In the latest of its string of opinion letters addressing issues under the Fair Labor Standards Act (FLSA) and the Family and Medical Leave Act (FMLA), the U.S. Department of Labor (DOL) recently issued three new opinions that affect family leave, overtime pay, and employee classification. Opinion letters are official, written pronouncements by the DOL’s Wage and Hour Division (WHD) regarding how employment law applies in the specific circumstances raised by the individual or entity that requested the letter.

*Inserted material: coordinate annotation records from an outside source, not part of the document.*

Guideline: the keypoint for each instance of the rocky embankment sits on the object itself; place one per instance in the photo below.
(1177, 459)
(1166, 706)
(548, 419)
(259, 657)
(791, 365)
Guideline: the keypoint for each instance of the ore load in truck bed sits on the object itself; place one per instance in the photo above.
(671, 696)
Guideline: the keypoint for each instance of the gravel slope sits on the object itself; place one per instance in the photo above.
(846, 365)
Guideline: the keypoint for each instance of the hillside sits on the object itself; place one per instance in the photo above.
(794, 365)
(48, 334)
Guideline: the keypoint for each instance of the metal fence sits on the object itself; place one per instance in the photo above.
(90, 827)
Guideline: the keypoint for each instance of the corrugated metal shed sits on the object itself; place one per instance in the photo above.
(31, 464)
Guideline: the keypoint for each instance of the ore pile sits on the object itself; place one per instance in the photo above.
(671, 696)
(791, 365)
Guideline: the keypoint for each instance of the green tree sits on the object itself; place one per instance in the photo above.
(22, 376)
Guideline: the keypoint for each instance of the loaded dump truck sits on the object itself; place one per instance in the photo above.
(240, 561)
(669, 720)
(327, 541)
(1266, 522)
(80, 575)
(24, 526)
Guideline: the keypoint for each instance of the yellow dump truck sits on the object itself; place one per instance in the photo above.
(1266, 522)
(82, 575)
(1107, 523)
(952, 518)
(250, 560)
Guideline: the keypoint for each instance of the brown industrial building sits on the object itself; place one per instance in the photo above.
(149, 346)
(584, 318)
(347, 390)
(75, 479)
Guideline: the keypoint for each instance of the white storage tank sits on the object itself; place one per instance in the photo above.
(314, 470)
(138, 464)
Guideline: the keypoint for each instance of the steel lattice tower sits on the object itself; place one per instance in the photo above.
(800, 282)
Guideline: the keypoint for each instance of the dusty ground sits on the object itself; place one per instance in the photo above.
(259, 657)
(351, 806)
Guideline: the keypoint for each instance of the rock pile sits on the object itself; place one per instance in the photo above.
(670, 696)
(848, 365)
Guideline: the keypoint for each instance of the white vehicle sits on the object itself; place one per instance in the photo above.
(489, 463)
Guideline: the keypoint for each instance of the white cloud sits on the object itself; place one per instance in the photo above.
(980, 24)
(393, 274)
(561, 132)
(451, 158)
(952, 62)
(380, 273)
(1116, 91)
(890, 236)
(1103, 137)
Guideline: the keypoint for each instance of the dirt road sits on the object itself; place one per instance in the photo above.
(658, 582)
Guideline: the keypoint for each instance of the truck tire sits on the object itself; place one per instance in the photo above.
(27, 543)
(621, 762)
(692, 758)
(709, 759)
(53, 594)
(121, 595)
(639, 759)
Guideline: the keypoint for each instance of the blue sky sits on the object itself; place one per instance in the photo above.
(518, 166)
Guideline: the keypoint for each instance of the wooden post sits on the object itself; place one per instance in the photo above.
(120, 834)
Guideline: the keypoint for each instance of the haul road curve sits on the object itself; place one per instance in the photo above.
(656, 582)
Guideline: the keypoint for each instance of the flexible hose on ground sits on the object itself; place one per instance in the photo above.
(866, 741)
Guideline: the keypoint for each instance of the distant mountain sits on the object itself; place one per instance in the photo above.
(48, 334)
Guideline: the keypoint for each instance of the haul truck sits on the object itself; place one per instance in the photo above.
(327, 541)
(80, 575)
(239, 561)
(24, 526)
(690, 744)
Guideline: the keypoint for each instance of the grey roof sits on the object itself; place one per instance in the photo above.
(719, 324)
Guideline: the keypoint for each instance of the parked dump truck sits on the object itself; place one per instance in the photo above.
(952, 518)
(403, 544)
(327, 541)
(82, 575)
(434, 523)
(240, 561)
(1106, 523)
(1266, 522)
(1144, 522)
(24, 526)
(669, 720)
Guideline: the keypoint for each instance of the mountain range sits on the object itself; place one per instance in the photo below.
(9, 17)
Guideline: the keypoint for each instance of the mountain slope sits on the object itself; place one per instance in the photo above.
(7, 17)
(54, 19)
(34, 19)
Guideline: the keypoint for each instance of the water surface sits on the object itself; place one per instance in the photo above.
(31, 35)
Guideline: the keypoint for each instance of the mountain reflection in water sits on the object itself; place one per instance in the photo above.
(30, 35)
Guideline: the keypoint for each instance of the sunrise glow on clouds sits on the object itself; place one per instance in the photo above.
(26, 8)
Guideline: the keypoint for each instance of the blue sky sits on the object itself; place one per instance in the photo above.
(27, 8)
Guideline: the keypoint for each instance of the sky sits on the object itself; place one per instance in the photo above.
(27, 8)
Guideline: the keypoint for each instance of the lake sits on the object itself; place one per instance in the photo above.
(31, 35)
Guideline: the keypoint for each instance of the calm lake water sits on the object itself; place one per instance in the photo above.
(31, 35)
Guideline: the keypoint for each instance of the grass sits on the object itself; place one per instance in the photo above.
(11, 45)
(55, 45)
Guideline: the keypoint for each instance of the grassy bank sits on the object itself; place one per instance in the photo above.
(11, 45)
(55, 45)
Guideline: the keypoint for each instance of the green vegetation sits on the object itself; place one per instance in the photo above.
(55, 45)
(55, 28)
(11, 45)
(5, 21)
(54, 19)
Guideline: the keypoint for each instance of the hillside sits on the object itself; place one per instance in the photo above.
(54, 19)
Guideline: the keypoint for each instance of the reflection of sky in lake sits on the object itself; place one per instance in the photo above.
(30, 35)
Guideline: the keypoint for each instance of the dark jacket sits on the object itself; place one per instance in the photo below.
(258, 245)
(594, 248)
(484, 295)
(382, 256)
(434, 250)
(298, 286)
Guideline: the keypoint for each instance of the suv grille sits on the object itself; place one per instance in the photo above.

In FMLA2019-2-A, the Department responded to an inquiry as to whether the FMLA covered an employee’s attendance at a Committee on Special Education (CSE) meeting to discuss her child’s Individualized Education Program (IEP).
Under the FMLA, an employee may use his or her family leave intermittently or on a reduced schedule when medically necessary to attend to a family member’s “serious health condition” as certified by a health care provider, which was the case for the child in question. The Department concluded that the parent’s attendance at such meetings constituted “care for a family member … with a serious health condition” as defined in § 825.100(a) of the Act, which includes making “arrangements for changes in care.” Thus, the FMLA covered the parent’s attendance.
FLSA2019-11 addresses the question of whether a public agency employee who works for both the agency’s fire department and its police department is entitled to any overtime pay “irrespective of the number of hours worked in either position, or cumulatively, provided the hours comply with the 29 U.S.C. § 207(k) exemption.”
The exemption in question provides that “[n]o public agency shall be deemed to have violated subsection (a) [requiring the payment of overtime compensation] with respect to the employment of any employee in fire protection activities or any employee in law enforcement activities” if the employee’s hours remain within specified limits. The letter discusses how employers are to calculate hours and whether overtime pay is required under two different scenarios depending on how much time the employee spends in fire protection activities as opposed to law enforcement.
In FLSA 2012-12, the Department addressed whether volunteer Reserve Deputies who perform paid security work for third parties maintain their status as volunteers or are instead employees under the FLSA.
The opinion concludes that so long as they are not coerced into volunteering and are not compensated for their volunteer work, the Reserve Deputies’ “access to potential external employment opportunities from private third parties does not change the Reserve Deputies’ volunteer status.”